Google Stadia hands-on: Shockingly playable

And still potentially unstable.

I barely expected Stadia to work. Stadia is Google's attempt to make cloud gaming happen, and the company has promised a lot: the ability to play basically any game at up to 4K on your TV, phone, tablet or laptop, with no lag and on existing internet infrastructure. And, based on these broad qualifiers, Stadia delivers.

The other night, my partner was playing Overwatch on our PS4, so I picked up my phone and jumped into a public event in Destiny 2. I've loaded up Mortal Kombat 11 and Gylt in seconds on my laptop, and I've played Just Dance 2020 on a Chromecast Ultra.
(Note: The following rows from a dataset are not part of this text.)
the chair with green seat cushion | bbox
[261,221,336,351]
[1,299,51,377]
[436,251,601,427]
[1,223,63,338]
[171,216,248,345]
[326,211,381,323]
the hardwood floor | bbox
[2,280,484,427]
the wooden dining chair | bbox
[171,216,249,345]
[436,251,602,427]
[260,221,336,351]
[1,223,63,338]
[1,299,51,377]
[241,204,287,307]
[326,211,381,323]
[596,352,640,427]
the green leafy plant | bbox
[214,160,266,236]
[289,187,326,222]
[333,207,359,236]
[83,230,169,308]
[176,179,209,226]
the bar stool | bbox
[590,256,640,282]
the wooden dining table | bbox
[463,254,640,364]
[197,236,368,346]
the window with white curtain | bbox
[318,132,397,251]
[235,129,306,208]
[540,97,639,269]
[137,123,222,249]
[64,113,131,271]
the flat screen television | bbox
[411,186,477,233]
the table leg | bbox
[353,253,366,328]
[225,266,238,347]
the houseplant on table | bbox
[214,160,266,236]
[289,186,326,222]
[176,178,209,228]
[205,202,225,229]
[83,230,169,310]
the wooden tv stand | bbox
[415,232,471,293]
Stadia makes all of this possible without a gaming console -- but that doesn't mean hardware isn't important here.

To access Stadia at launch, you need either the $130 Founder's or Premiere edition, which each comes with a specially updated Chromecast Ultra and an official controller. The Stadia gamepad is simplistic, with rounded edges and fat, springy triggers. It's entirely functional, often fading into the background as I play, which is precisely what a good controller should do. Bluetooth gamepads like the DualShock 4 and Xbox One Elite also work with Stadia on laptops and phones, but not the TV.


The Stadia controller connects to the Chromecast Ultra via WiFi, enabling untethered gameplay in the living room. To play on a phone, tablet, laptop or PC, the official gamepad has to be physically plugged in (for now).
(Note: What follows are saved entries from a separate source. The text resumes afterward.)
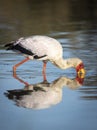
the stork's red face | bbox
[76,62,86,76]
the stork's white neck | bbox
[53,58,82,70]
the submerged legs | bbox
[13,58,47,81]
[13,57,30,73]
[42,61,47,81]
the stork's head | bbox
[76,62,86,77]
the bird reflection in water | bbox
[5,73,85,110]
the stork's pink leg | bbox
[42,61,47,81]
[13,57,30,72]
[13,72,29,86]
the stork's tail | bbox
[4,41,15,50]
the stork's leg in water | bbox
[13,57,47,81]
[13,72,29,86]
[13,57,30,74]
[42,61,47,81]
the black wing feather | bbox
[5,43,34,55]
[33,54,47,59]
[5,42,47,59]
[14,44,34,55]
The first Stadia game I booted up was Destiny 2 on the Chromecast Ultra. The title screen loaded quickly and I created a new character; the process felt so smooth and familiar that I forgot I was playing a AAA, online game on a streaming puck the size of a Thin Mint.

But then, I started shooting. The lag was immediate.
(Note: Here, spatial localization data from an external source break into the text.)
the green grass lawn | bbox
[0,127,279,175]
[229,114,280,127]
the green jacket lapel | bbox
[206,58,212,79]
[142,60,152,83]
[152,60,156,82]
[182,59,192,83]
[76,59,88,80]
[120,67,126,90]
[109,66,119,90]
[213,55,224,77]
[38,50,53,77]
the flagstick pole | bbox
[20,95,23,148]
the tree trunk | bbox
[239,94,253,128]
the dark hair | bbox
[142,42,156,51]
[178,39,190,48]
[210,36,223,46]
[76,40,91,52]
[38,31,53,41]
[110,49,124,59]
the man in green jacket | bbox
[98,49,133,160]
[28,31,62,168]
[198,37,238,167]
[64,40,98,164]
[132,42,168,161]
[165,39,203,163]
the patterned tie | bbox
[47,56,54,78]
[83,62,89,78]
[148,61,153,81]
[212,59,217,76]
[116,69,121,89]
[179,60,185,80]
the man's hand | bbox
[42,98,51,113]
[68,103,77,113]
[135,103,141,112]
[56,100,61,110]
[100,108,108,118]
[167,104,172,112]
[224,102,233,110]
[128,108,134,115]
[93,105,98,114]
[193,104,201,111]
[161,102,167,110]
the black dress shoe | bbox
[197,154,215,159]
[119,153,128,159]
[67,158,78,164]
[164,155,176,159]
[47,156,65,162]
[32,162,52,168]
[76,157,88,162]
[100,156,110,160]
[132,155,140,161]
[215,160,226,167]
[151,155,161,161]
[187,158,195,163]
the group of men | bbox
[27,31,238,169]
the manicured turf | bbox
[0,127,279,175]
It took a few shots for the game to catch up with the action, but it eventually smoothed out and I carried on killing aliens. Destiny 2 continued to stutter and suffer from input lag every now and then -- especially when people in my neighborhood began coming home -- but it wasn't pervasive enough to destroy the fun of Destiny 2. The same goes for Mortal Kombat 11 on the phone and Gylt on the laptop. In my time with each title, resolution dipped every now and then, and some button presses would trail behind the on-screen action, but overall, they performed like console-quality video games.

I wouldn't play any of these titles competitively on Stadia, but the service is fine enough for a relaxing evening.


At least, that's how it works in my home. Since Stadia operates via WiFi (not mobile data -- we'll get to that in just a minute), the experience is going to differ drastically for each user, depending on their connectivity situation. At home, I generally clock download speeds of 30 to 40 Mbps, when Google recommends 35 Mbps for 4K play and 10 Mbps for 720p. I can test Stadia at my house until I'm blue in the face, but this doesn't say much about how the service will actually work for all of you. All it says is that Stadia can work, when provided the proper circumstances.

When Google revealed Stadia, it promised a world of internet-powered, 4K game-streaming magic. It even talked about 8K streams. However, its actions since Stadia's debut have undercut many of these promises.

Let's run through a few: Existing Chromecast Ultras won't support Stadia right away. Those $130 pre-order shipments will be staggered, further limiting the number of people who will actually be able to play on launch day, November 19th. In terms of the Stadia gamepad, wireless play only works on the TV. Stadia is available only on Pixel phones -- and even then, it can't function over mobile data (told ya). Other promises that Google made about Stadia, including the ability to share games and invite friends to join the service at a reduced cost, have also been delayed.

It's not enough to make these titles streamable under ideal conditions.

Essentially: Stadia works. With a stable internet connection, proper equipment and very few other players online, Stadia streamed Destiny 2 to my phone. It made Shadow of the Tomb Raider run on my MacBook Pro, and it let me play Mortal Kombat 11 on my TV without a dedicated game console. They all loaded quickly, and they were free from game-breaking issues. For me, Stadia was a pleasant surprise.

However, it's not enough to make these titles streamable under ideal conditions. For Stadia to stick, the cloud-gaming experience has to function without frustration for the majority of people who log on. Meanwhile, the United States government and private companies are still attempting to establish broadband for tens of millions of people across the nation without reliable internet access. The most powerful internet pipeline, fiber-optic, isn't even available in 70 percent of the country.

Stadia's success rate will vary depending on every player's hyperlocal internet conditions. That's not undue fearmongering; it's just how the service operates.

Google has limited the size of the access pool with every move since revealing Stadia.

This is why Google has limited the size of the access pool with every move since revealing Stadia. The system is fragile and new and likely can't handle a rush of players all at once. So, instead of going live with an online subscription service that works with existing devices and mobile data, Google has jacked up the price of admission, delayed the ability to invite friends, and made hardware a key, restrictive component of a service that's supposed to be all about the cloud.

Game streaming is finally viable, and Stadia is leading the charge -- but with this launch, it's turning out to be more of a stroll. Hey, at least we're getting there.